Thursday, December 21, 2006

RIP WRPI?

By Tom Roe

Alas, another great radio station may be shutting down. Or turning off? Or you may be turning it off? Whatever, conservative students interested in playing the same 40 songs as all the other rock stations in town, want to excise all that is interesting and local about WRPI (91-5-FM, Troy, NY), the station on the campus of Rensselaer Polytechnic Institute. We are all for student control of student airwaves, but WRPI's large signal means the station owes the larger community something, and for a long time that meant letting students and faculty take the first show time slots, and letting members of the community fill in the rest, especially holidays when the school's campus is largely shut down. That's a smart system. RPI is a part of the Hudson Valley, and the community of the Hudson Valley should also be part of WRPI. Now, though, students are cutting news shows -- the rumour on the internets is that the 9 a.m. daily "Democracy Now!" will be shed soon -- in favor of an automation machine (!) playing the same 40 songs as all the other rock stations in town. New executive committee elections on Dec. 8 have some regular listeners and on-air talent nervous. How about let's keep a great diverse station the way it is? Write to WRPI Station Manager Gino D'Addario to let him know how important WRPI is to the entire community at wrpi-sm@rpi.edu. Or you can donate to Friends of WRPI, an advocacy group for "communiversity radio" to Friends of WRPI, PO Box 1656, Troy NY 12181.
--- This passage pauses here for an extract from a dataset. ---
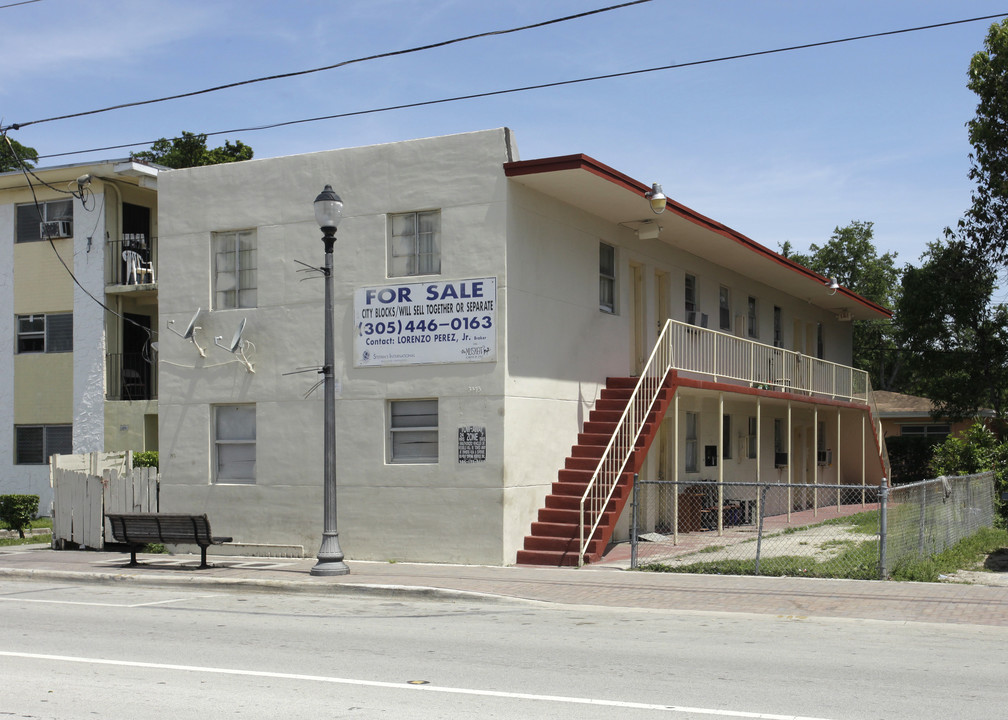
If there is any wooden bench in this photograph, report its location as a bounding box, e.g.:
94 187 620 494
105 512 232 569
Steve Pierce, president of the Friends of WRPI, wrote in a newsletter, “The community service/alternative programming philosophy that marked much of the last decade at WRPI (and perhaps much of its nearly 50 year history as a full power FM station) is now being challenged. Over the past two years, the on-campus awareness of the radio station’s importance to the community outside of Rensselaer Polytechnic Institute has eroded. While some students understand that WRPI is a 10,000-watt radio station reaching hundreds of thousands of people in three states and has an educational and non-commercial mission that extends far beyond the campus community, others don’t. . . . For years student leaders cultivated and supported a student/community partnership that produced a truly unique radio station. It is with deep regret that I note that partnership is in jeopardy now.”